O ‘castigo’ da escola moderna

As tarefas de casa estão roubando a infância das crianças. Às voltas com questionários, listas de problemas, pesquisas e textos para leitura, elas não têm mais tempo para brincar. Passam metade do dia na escola e a outra, em casa, debruçadas sobre cadernos. O pior é que começam nessa rotina cada vez mais cedo, às vezes, aos 2 anos ou menos. Enquanto os pais trabalham, elas vão para a escola “para não ficar em casa vendo televisão”. Quando voltam, “é melhor que tenham tarefa de casa, para permanecerem ocupadas”. A escola virou babá. Mas qual será o efeito dessa sobrecarga na vida das crianças?

O livro Tarefa de Casa – Uma Violência Consentida?, da professora-doutora Martha Guanaes, publicado pela Edições Loyola, mostra que as crianças sofrem muito com isso. Elas gostariam que fosse diferente, especialmente com relação às tarefas de casa. De acordo com a pesquisa que subsidiou a elaboração do livro, 117 das 254 crianças entrevistadas se manifestaram a favor da extinção dessas atividades para que, assim, elas pudessem brincar (veja quadro).

Trinta e um dos entrevistados definiram a tarefa de casa como um castigo a que eles são submetidos pelos professores. E não é por acaso. As crianças dizem que, se a turma faz bagunça, a professora passa “bastante” tarefa. Se a criança não faz a tarefa de casa, tem de fazer tudo dobrado. E assim por diante. Martha Guanaes ficou tão estupefata com o resultado do estudo que hoje defende o fim da tarefa de casa até a 3ª série do Ensino Fundamental. A pesquisadora, que dá aulas nas Universidades Católica e Federal de Goiás, diz que, mesmo para séries mais adiantadas, a tarefa deve ser repensada.

Aprendizagem
A pesquisa mostra que, nas fases iniciais, a criança adora fazer tarefa de casa. Nesta etapa ela está descobrindo esse tipo de atividade e a quantidade de atividades repassada é pequena e a forma, mais criativa. Na 1ª série, o aluno leva um choque porque passa a ser mais exigido. Volta a gostar das tarefas nas séries seguintes, quando já domina o conteúdo, mas chega a detestar na 6ª série, quando os exercícios e deveres aumentam.

A professora apurou por meio da pesquisa que essas atividades sobrecarregam as crianças e os pais, geram conflitos entre a família, são meros exercícios de repetição baseados em fórmulas prontas e mecânicas e nem sempre se baseiam nos conteúdos dados em aula.
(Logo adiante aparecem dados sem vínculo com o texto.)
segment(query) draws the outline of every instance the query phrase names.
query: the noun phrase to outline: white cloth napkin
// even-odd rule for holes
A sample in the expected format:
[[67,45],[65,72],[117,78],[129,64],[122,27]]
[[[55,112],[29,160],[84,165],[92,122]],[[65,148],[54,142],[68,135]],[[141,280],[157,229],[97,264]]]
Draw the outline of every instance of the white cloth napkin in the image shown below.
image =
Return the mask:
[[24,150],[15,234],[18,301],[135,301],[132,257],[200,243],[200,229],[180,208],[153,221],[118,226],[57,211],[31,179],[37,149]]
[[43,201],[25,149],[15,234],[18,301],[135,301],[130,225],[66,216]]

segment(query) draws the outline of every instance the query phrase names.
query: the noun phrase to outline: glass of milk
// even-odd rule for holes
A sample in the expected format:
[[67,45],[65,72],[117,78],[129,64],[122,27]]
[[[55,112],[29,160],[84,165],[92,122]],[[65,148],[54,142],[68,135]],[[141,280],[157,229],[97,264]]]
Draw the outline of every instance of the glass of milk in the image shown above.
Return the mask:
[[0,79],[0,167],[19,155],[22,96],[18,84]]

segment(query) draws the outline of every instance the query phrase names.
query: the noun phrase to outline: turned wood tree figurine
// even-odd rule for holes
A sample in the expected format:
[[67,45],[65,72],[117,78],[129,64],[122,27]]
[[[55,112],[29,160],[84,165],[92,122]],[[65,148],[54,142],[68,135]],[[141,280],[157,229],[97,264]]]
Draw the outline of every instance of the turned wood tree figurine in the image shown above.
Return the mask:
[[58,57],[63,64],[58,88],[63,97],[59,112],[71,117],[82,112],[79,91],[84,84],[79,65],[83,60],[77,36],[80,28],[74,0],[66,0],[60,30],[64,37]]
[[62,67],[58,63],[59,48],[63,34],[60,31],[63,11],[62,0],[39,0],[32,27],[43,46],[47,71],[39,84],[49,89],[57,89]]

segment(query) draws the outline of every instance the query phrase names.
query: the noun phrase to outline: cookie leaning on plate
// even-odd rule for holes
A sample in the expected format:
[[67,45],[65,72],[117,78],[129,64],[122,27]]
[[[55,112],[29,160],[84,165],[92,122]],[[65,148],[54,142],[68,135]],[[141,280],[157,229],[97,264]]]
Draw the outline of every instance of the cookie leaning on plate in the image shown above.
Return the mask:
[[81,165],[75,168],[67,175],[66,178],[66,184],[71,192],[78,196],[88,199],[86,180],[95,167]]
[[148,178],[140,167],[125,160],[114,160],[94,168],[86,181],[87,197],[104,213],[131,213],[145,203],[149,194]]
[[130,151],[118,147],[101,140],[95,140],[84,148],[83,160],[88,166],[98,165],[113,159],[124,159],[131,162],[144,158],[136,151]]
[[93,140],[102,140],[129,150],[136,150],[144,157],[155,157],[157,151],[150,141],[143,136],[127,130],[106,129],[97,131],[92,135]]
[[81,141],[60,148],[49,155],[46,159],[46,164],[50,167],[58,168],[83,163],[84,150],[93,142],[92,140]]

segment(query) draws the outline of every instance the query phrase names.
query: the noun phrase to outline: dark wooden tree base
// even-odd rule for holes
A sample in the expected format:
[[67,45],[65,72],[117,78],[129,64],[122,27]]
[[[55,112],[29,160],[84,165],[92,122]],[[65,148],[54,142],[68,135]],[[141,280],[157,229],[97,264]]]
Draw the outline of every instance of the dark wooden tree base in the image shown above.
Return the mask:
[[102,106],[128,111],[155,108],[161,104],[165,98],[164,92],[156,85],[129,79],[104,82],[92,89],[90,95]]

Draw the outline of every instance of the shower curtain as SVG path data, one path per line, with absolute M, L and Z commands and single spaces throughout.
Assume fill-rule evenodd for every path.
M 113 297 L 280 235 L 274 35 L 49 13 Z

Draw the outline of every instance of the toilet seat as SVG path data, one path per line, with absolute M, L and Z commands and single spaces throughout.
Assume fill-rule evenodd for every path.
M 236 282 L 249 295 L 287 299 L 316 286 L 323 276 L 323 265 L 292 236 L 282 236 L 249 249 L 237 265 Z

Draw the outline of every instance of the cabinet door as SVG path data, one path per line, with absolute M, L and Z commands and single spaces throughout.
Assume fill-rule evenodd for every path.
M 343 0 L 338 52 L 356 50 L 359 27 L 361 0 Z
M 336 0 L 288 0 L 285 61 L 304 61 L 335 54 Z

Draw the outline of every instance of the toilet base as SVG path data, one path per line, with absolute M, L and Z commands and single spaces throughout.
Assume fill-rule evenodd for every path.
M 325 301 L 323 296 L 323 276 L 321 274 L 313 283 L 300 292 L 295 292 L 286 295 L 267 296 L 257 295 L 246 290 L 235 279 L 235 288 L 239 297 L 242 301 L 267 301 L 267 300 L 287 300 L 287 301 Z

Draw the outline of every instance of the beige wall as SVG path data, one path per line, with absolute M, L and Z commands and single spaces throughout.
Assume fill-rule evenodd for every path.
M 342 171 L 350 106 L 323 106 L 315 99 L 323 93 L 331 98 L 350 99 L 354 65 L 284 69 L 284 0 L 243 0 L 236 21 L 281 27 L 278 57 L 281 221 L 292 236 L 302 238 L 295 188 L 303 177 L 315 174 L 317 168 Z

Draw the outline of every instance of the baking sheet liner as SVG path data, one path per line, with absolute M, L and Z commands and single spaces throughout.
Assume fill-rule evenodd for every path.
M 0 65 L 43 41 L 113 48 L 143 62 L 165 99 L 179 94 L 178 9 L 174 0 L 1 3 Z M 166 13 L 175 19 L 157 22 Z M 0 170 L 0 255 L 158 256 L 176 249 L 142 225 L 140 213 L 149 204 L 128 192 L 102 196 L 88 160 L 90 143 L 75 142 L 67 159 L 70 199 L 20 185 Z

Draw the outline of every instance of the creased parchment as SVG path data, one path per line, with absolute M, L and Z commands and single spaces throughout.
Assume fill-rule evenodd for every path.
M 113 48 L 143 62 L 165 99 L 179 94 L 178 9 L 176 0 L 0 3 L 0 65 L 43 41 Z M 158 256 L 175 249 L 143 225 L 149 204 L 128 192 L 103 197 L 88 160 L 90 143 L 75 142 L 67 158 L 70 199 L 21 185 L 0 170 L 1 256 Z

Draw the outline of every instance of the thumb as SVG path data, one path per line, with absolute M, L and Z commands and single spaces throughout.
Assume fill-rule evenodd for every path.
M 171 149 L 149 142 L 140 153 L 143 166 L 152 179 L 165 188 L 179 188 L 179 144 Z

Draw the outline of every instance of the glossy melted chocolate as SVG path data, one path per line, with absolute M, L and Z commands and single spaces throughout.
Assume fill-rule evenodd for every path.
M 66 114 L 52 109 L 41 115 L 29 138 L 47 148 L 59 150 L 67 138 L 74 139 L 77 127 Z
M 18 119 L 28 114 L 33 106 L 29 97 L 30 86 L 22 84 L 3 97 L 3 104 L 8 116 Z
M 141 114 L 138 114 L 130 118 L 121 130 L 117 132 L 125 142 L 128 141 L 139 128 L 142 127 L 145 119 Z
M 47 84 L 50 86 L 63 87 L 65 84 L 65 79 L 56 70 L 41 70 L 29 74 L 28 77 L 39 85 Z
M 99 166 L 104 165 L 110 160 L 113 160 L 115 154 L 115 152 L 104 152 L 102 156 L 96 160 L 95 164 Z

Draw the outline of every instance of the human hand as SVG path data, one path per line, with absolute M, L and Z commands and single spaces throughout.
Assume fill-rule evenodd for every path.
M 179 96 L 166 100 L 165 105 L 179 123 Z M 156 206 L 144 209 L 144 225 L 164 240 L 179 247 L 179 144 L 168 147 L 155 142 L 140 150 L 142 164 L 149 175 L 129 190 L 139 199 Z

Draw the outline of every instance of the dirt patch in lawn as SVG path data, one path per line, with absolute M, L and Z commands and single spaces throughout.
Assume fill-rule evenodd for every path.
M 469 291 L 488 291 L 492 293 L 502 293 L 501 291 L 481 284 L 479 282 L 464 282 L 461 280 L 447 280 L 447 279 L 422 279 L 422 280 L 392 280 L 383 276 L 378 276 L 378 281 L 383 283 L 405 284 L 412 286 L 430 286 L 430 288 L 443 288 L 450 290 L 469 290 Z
Em relação a esse ponto, Martha Guanaes conclui que a escola está transferindo para a família a responsabilidade de ensinar. “Os professores passam tarefas que os alunos não conseguem resolver sozinhos, baseadas em conteúdos novos para os alunos.” Reforça a conclusão da professora o fato de que quase metade dos professores entrevistados (eles e os pais também foram ouvidos na pesquisa) acha que os pais têm obrigação de ajudar os filhos a fazer tarefa.

Martha Guanaes resolveu explorar a tarefa de casa como tema da tese de doutorado que defendeu na Universidade Estadual Paulista (Unesp) por causa do próprio filho. Professora há 45 anos, ela diz que já fez (nos tempos de aluna) e já passou muita tarefa de casa, sem nunca ter pensado muito a respeito do assunto. Atentou-se para o problema quando seu filho entrou para a escola e começou a reclamar que não tinha tempo para brincar.

Hoje, Martha Guanaes não tem outra palavra para definir a tarefa de casa, especialmente para crianças muito pequenas: “é uma violência”. E ela explica tecnicamente o termo. “Se a criança está sendo privada da satisfação de suas necessidades básicas, que são brincar, descansar e estudar, elas estão sendo violentadas.”

Na sua pesquisa, Martha Guanaes identifica outro fenômeno relacionado à tarefa de casa também prejudicial ao ensino: o da terceirização. “Como não têm tempo de ajudar os filhos a fazer a tarefa de casa, os que podem pagam professores particulares para ajudarem ou fazer as tarefas dos filhos, para que eles levem as tarefas prontas e não sejam punidos na escola.”